Re: AW: sn/surname mess. Need your opinion

At 11:29 PM 3/9/2004, Tarassov Vadim wrote:
>Hallo Kurt,
>thanx a lot for replying. Please forgive my rather reduced knowledge of LDAP. I am afraid I could misunderstand you here. RFC 2252 says that NAME of an attribute is 
>therefore each name in the list qdescrs is a valid attribute name.

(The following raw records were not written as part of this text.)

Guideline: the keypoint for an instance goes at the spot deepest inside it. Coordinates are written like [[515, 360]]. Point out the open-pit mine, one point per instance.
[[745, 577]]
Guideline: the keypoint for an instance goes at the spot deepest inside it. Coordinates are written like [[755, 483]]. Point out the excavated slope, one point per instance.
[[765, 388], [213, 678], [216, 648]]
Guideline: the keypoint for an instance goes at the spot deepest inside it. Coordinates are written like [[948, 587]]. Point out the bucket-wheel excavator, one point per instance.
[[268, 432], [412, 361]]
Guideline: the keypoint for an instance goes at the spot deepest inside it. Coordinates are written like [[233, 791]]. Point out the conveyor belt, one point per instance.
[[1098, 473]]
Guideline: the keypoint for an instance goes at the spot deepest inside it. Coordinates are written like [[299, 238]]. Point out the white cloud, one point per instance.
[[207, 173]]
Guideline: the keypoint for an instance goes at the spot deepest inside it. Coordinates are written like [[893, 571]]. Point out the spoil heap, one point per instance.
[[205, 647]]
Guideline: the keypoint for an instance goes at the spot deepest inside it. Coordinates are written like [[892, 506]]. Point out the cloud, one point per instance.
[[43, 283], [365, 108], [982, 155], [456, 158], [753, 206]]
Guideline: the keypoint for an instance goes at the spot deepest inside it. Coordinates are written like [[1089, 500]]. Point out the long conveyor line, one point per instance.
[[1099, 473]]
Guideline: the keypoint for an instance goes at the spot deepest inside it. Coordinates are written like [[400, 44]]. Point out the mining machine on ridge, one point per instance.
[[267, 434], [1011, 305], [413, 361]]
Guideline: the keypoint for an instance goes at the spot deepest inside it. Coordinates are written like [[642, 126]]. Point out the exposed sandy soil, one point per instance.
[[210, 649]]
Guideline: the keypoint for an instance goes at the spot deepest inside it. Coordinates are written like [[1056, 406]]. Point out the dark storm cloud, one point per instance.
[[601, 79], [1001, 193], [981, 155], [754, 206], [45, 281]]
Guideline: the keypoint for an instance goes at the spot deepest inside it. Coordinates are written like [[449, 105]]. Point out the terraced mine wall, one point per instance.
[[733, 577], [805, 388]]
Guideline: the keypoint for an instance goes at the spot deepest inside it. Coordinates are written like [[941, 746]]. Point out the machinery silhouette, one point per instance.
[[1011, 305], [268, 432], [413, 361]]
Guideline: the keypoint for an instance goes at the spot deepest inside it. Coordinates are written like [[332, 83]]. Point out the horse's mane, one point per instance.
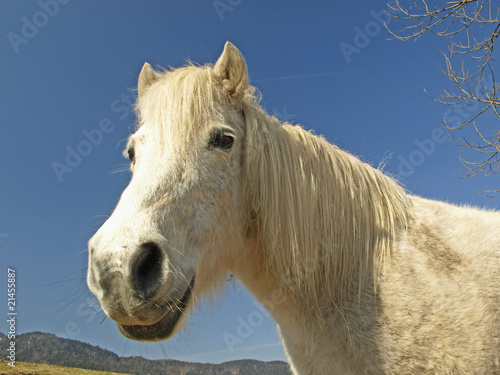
[[321, 217]]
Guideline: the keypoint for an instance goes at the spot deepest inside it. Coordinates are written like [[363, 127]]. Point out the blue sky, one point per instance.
[[68, 69]]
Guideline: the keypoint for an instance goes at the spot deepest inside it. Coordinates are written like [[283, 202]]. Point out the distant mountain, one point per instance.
[[38, 347]]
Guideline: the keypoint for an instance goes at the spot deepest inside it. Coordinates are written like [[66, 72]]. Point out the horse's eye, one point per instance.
[[131, 154], [221, 141]]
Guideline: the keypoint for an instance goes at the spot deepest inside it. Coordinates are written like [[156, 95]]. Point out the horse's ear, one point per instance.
[[146, 77], [231, 70]]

It's valid in the schema.  Did your client actually read the controlling subschema?
If so, it would have seen that 'surname' and 'sn' refer to the same attribute.

The fact is that most clients don't read the subschema, they just assume that
name they use refers to the desired attribute.   A client which assumes
'surname' refers to the SN attribute is simply broken.

The fact that slapd have 'surname' listed as a NAME for the SN attribute means
only means that slapd is willing to recognize 'surname' as referring to that
attribute.  However, it in no way means that slapd has to be capable of returning
that name when it refers to the attribute.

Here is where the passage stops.